Following-up with a correction and some details about user-facing
changes in Documenter's Workbench.
1984 SVR2 containing DWB 2.0 incorporating ditroff (no postscript
output yet though)
My mistake. I was glancing at a late copy of the 3B2 SVR2 source with
DWB 2.0 and should have written 1.0 here.
DWB 1.0 was released in 1984 at the same time as SVR2. Changes from v7
troff are the inclusion of ditroff as troff, C/A/T troff as otroff, the
mm macros, pic, and sroff. The sroff command provided a faster
simplified interpreter for line printer output.

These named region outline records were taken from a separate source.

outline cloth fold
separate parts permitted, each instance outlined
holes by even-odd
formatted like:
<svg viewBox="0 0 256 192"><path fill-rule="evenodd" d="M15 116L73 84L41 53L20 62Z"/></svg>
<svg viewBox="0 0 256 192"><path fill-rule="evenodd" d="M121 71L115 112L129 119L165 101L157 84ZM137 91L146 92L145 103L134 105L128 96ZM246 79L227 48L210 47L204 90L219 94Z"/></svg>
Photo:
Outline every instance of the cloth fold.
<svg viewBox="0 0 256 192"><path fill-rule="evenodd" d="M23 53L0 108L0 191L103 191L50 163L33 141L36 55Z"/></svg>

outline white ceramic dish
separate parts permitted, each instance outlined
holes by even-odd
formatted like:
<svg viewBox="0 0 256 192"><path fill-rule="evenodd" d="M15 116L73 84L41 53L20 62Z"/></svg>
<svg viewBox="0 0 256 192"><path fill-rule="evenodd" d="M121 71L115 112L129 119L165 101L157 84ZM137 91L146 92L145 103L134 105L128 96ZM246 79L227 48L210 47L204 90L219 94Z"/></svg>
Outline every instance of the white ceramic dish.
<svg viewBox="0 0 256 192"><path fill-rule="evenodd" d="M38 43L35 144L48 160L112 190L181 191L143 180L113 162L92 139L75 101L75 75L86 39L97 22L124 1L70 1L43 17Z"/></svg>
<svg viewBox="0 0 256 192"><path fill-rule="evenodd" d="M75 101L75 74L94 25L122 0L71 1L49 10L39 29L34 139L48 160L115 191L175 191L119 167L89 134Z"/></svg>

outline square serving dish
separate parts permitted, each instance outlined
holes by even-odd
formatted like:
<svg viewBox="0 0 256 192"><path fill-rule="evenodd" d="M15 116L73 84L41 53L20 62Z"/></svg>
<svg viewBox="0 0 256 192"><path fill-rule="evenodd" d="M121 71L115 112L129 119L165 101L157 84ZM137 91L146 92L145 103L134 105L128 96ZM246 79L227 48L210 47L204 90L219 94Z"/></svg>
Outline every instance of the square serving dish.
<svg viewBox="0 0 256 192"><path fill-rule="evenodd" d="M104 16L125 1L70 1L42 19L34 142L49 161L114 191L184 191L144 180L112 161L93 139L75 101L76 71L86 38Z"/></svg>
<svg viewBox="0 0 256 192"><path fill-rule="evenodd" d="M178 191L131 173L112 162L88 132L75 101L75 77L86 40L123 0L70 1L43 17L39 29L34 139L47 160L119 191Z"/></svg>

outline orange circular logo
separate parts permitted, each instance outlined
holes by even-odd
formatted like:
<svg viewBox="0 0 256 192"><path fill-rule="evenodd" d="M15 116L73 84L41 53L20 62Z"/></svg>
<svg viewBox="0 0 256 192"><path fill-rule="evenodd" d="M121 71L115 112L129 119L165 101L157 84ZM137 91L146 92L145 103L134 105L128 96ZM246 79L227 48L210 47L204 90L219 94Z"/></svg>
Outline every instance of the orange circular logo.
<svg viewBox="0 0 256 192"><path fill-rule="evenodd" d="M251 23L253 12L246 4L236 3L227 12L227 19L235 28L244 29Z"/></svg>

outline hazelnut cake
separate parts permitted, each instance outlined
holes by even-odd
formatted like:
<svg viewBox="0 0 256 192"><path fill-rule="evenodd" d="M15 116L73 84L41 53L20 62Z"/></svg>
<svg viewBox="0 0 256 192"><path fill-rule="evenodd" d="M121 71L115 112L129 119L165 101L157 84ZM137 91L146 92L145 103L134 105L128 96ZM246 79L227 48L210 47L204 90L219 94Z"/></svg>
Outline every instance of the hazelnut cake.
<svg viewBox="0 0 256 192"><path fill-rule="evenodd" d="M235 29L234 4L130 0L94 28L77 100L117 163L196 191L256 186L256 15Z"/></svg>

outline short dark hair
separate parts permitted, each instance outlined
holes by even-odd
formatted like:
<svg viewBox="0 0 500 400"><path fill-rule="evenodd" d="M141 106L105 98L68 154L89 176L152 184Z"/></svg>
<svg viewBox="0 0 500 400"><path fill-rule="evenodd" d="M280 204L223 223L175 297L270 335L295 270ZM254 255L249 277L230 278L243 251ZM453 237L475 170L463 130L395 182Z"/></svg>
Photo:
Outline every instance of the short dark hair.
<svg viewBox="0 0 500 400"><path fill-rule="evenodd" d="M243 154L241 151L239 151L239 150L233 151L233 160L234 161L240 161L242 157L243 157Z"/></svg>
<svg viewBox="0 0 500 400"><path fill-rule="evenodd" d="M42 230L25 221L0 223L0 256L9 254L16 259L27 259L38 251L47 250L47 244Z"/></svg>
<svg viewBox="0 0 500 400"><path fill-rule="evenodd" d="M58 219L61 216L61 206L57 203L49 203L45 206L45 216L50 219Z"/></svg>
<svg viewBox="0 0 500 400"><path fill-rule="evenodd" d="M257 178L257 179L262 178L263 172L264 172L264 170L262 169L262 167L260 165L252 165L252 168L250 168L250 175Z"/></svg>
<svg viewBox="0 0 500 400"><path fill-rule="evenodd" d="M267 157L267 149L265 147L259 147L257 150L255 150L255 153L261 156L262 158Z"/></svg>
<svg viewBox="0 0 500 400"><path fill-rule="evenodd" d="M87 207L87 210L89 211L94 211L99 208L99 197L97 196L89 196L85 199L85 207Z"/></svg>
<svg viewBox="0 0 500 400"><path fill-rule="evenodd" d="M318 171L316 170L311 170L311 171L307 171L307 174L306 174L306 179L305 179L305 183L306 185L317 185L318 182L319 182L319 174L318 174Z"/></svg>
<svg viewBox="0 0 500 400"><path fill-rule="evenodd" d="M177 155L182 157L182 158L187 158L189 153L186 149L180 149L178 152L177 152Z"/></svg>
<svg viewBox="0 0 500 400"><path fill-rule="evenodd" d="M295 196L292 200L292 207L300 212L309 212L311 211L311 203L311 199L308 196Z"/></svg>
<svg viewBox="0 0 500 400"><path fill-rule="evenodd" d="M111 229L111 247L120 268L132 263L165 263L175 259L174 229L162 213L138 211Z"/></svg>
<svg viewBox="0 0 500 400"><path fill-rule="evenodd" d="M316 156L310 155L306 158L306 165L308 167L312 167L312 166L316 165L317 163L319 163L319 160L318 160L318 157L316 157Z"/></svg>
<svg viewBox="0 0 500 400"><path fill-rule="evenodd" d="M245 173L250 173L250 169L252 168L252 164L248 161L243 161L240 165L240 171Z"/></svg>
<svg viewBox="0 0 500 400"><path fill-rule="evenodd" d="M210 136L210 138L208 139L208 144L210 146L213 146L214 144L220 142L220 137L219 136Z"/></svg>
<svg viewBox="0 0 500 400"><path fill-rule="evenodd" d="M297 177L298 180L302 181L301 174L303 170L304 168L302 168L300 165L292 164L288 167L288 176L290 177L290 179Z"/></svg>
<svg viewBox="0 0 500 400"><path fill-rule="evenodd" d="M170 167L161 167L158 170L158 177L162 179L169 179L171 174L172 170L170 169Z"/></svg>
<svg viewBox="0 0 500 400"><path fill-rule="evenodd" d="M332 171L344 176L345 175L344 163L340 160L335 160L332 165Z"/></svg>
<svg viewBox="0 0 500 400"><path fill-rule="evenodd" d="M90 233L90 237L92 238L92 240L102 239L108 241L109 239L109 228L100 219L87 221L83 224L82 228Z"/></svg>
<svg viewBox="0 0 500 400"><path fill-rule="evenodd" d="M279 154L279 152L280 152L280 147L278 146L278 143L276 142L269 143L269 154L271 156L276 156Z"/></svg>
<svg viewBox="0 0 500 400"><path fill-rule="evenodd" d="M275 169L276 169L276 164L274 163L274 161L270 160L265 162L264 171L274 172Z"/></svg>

1987 SVR3 unbundled all troff versions and offered DWB
2+ as
an add-on package
DWB 2.0 was released in 1986. This verison added grap and the mptx
indexing macros while removing otroff and sroff. Elan eroff for DOS and
sqtroff were based on DWB 2.
DWB 2+ was generally available after 1987 as an optional binary add-on
package at added cost.
SVR4 troff included the postscript output formatter added to the
codebase in mid-1988 (tracked in Research UNIX v9), but not grap.
198907 DWB 3.0 changed font tables to ascii from old
binary format
199004 DWB 3.1 retired nroff for monolithic troff binary with -a flag
for simplified ascii output (for example, tables are not formatted
for true hardcopy output in ascii format)
199202 DWB 3.2 was released with mpm macros for automatic vertical page
justification, 8-bit clean i/o, and picasso visual line drawing
interface using the OPEN LOOK toolkit
199207 DWB 3.3 contained a new version of tbl and the mpm macro package
to customize postscript color and page formats
199311 DWB 3.4 with new spell check, dwb command to guess processor
pipeline, postscript file layout tools, and X11 viewers (xhbt for
eqn/pic/tbl figures and dwbman for hypertext navigation of manpages)
I hope this is a helpful summary. I've been working on a more detailed
timeline tracking the versions shipped by different UNIX vendors.
Also testing C/A/T troff to postscript converters (Adobe transcript,
Chris Lewis' psroff, and jetroff) to approximate older output in
comparison to the excellent heirloom doctools.